Watch parties across area enjoy glimpse of eclipse

Cloud cover in South Georgia, North Florida doesn't dampen phenomenon

By Ashley Mitchem - Reporter, anchor , Jonathan Stacey - Meteorologist , Francesca Amiker - Reporter , Kent Justice - Anchor/reporter

From St. Marys, Georgia, to St. Johns County, the eclipse drew curious eyes from all walks of life outside Monday afternoon.

At Lemon Bar in Neptune Beach, hundreds lined up before the party started about 12:30 p.m. and enjoyed one of the better experiences in the Jacksonville area for the celestial phenomenon.

"It was quite an experience. It was just unbelievable," April Fivasha said.

Others said it was worth the wait to get into the bar to enjoy the experience with others as the cloudy sky cleared shortly before the eclipse began.

St. Augustine viewers were be able to see about 90 percent of the sun being covered by the moon’s shadow.

Rangers and volunteers at Fort Matanzas National Monument had several activities planned to commemorate the exciting astronomical event.

“I was a former teacher. I think it's wonderful that they do this for the kids especially,” James Morris said. “I think it's important. Our grandson, Kellan, he was very excited about seeing it, and he's only 3½ years old. It's good to get involved in science at an early age.”

Many showed up to the park but then left after getting their glasses to find a place on the beach for the best view of the solar eclipse.

The weather wasn't great in St. Marys but many people were prepared rain or shine with hats, jackets, umbrellas and the most valued item: eclipse viewing glasses.

The first 150 people to show up in front of the riverbank were given solar viewing glasses.
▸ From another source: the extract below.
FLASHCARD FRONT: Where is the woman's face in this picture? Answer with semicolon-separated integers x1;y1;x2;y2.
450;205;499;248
Maximum totality in Saint Marys was at 2:45 p.m.

At one I-95 rest stop, several people who stopped enjoyed an impromptu watch party and even shared the few solar glasses they had with each other.

“It was kind of an adventure because we were chasing it back and forth,” 11-year-old Orange Park resident Hannah Clark said. 

People at the rest stop had traveled from as far as New York and Fort Myers hoping for a view of the total eclipse, but they stopped at the rest stop and settled for a look at the partial eclipse.

Some visitors from Delaware were able to share glasses from other travelers.

"We were not expecting to see it, so this is a nice opportunity," Rufino Balderas said.